Canadian Consulting Engineer

War, and what we must remember

August 1, 2005
By Bronwen Parsons

Promotional material about the new Canadian War Museum (see page 22) has taken pains to point out that the architecture goes beyond commemorating the legacy of war. The building design was also meant...

Promotional material about the new Canadian War Museum (see page 22) has taken pains to point out that the architecture goes beyond commemorating the legacy of war. The building design was also meant to symbolize nature’s ability to regenerate.

I’m afraid I found the “regeneration” aspect a bit hard to swallow. I’m not sure that there is any good aspect to war. War is hell. It destroys lives, it tears flesh and bone apart, it numbs minds, it burns. War lays waste cities and devastates nature. Just read a book like Sebastian Faulk’s Birdsong to appreciate how warfare destroys individuals and entire civilizations.

It’s vital that we build monuments and museums to remember our soldiers and others who have died in military service. But it’s easy to get caught up in a maudlin fascination with the subject. Whenever warfare is made into a work of art — be it a museum exhibit, a novel, a poem, a film or a song — it is somehow removed and becomes a benign romantic experience. How else to explain the pleasure in reading a novel about trench warfare in World War I and reliving the horror of being buried alive in the mud, blood and gunfire of a Normandy battlefield? How else to explain why people flock to war movies or return again and again to the heart-rending pathos of poems like John McCrae’s poem “In Flanders Fields”?

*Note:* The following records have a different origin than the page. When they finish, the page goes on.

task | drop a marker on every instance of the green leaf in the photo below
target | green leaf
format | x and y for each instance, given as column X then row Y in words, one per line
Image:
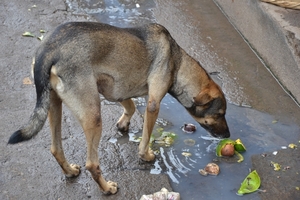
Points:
column 250, row 184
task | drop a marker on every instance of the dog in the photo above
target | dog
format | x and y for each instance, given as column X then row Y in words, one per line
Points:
column 79, row 60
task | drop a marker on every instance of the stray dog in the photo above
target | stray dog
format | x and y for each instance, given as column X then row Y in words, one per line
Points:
column 79, row 60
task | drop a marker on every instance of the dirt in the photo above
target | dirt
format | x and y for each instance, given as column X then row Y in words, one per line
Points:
column 260, row 112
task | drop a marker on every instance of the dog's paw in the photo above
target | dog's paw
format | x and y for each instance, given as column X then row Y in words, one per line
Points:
column 73, row 171
column 112, row 188
column 148, row 156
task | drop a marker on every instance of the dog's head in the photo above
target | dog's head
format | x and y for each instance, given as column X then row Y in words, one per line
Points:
column 209, row 108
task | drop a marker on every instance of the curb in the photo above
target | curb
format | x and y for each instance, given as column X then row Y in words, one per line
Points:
column 273, row 33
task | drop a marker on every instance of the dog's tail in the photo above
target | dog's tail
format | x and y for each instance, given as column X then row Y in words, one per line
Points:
column 42, row 67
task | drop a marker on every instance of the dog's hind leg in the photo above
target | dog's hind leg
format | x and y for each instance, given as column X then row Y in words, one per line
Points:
column 55, row 114
column 151, row 113
column 124, row 121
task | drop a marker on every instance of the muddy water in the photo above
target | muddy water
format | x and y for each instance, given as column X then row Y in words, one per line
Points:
column 259, row 112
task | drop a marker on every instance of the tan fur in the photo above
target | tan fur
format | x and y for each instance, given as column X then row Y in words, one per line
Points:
column 80, row 60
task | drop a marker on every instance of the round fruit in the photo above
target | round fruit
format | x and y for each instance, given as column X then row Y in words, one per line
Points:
column 227, row 150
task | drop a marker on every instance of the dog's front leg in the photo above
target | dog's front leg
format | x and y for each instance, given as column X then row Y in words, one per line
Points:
column 124, row 121
column 150, row 117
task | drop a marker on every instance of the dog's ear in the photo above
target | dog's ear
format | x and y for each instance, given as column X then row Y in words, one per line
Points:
column 202, row 98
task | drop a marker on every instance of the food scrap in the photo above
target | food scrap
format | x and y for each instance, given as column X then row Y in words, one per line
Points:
column 28, row 34
column 210, row 168
column 189, row 142
column 163, row 194
column 276, row 166
column 250, row 184
column 228, row 147
column 292, row 146
column 186, row 154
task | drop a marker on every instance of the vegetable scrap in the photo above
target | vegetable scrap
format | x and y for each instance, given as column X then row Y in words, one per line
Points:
column 250, row 184
column 228, row 147
column 188, row 128
column 186, row 154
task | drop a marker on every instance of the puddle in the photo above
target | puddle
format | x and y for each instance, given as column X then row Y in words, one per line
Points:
column 256, row 129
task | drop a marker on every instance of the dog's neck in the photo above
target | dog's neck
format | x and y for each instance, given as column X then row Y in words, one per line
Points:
column 190, row 79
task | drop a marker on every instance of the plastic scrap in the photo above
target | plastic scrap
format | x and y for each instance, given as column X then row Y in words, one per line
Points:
column 163, row 194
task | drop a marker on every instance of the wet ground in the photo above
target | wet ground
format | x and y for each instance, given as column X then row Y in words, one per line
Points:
column 259, row 112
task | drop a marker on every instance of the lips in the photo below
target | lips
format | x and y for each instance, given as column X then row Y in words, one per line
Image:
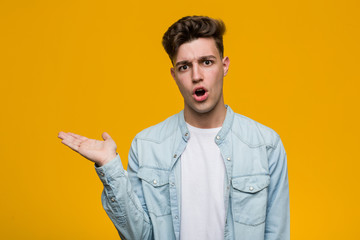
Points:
column 200, row 94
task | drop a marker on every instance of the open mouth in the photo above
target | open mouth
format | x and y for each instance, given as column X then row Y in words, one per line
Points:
column 199, row 92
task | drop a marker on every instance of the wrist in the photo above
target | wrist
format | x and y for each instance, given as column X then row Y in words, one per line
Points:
column 107, row 159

In fact much of the new museum building in Ottawa expresses the dark reality of war. With its jagged structures and heavy leaning walls, the building is reminiscent of underground tunnels, tombs and bombed-out cities. Its vegetation-covered roof has been described as symbolizing nature regenerating itself. Yes, if you like. But the form of the building is also menacing. It resembles a stealth bomber, or could be read as something evil lying under the surface ready to re-emerge and assert itself on a peaceful and creative world. With the tube attacks in London and the gun violence in Toronto this summer, it seems that the kind of human hostility and alienation that feeds into warfare is easily aroused.

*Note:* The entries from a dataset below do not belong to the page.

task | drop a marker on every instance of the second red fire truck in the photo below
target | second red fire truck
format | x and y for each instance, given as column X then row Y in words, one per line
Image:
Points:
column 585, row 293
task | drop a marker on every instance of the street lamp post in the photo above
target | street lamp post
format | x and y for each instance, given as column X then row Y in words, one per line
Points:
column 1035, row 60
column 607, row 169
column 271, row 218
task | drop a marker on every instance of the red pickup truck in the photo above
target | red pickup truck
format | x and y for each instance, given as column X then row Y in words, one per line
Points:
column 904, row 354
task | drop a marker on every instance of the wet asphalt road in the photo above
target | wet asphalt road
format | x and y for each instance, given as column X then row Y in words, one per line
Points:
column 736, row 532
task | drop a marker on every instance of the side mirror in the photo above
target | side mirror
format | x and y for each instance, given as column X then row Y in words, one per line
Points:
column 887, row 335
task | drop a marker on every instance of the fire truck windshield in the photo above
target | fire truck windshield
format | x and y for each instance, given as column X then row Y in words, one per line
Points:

It’s exactly because of the need to defend against human aggression we need the military. No-one deserves more recognition and respect than those — including military engineers — who are willing to offer their lives to defend others.

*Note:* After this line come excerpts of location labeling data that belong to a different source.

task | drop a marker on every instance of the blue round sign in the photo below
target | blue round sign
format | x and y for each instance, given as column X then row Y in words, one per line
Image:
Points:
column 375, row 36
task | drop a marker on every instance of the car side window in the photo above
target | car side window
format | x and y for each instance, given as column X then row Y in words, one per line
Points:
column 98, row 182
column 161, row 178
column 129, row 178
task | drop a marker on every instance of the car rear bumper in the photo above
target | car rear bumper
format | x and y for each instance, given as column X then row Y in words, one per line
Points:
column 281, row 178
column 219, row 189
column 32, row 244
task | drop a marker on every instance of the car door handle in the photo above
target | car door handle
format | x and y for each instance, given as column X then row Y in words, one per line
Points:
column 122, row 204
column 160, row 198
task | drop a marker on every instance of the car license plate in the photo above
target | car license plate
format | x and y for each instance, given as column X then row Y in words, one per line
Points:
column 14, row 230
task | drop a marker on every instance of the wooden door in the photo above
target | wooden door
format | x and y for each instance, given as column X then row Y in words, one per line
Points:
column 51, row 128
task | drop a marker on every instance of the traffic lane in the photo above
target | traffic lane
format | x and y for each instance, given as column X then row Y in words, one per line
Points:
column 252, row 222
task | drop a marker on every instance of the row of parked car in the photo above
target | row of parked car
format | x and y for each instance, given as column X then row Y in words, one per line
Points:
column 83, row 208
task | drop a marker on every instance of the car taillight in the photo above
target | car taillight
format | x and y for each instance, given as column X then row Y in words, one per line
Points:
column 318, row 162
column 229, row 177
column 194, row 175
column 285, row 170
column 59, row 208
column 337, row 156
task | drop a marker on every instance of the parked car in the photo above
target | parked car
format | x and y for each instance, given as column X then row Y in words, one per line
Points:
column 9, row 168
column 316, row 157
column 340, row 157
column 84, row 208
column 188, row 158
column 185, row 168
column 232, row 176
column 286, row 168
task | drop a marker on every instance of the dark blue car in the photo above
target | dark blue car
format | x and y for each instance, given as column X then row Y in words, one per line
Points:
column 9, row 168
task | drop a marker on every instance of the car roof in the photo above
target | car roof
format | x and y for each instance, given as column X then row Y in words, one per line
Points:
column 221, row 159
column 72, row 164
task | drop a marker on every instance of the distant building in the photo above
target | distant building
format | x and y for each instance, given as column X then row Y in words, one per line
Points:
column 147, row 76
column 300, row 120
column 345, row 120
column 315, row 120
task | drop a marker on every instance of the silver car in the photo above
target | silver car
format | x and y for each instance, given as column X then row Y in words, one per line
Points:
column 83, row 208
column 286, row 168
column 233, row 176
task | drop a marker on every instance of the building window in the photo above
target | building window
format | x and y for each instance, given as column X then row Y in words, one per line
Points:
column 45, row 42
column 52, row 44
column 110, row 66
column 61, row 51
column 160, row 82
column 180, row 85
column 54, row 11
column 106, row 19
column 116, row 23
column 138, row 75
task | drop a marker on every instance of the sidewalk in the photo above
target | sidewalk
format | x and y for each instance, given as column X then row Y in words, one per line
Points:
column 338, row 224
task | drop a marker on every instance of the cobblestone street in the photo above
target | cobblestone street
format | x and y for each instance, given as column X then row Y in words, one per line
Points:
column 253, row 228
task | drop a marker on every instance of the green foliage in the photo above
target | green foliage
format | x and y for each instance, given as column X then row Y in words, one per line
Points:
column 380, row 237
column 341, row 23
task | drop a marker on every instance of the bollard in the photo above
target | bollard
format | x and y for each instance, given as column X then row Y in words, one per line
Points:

Before this magazine went to press we had a situation that illustrates in a small way the dilemma of making art out of war. The art director had chosen an image supplied by the Canadian War Museum to go on the cover. The photograph was a montage representing one of the exhibits. It included faded sepia photographs of combat soldiers and other artifacts from the wartime era. With its greenish tinge it would have made a striking graphic effect. The trouble was, front and centre was a large gun. Would it have been bad taste or just ill advised from a business point of view to have a firearm on the cover of the magazine? We erred on the side of caution and chose another photograph. But as the art director reasoned, guns are part of war. Just as death is. We mustn’t sanitize the reality.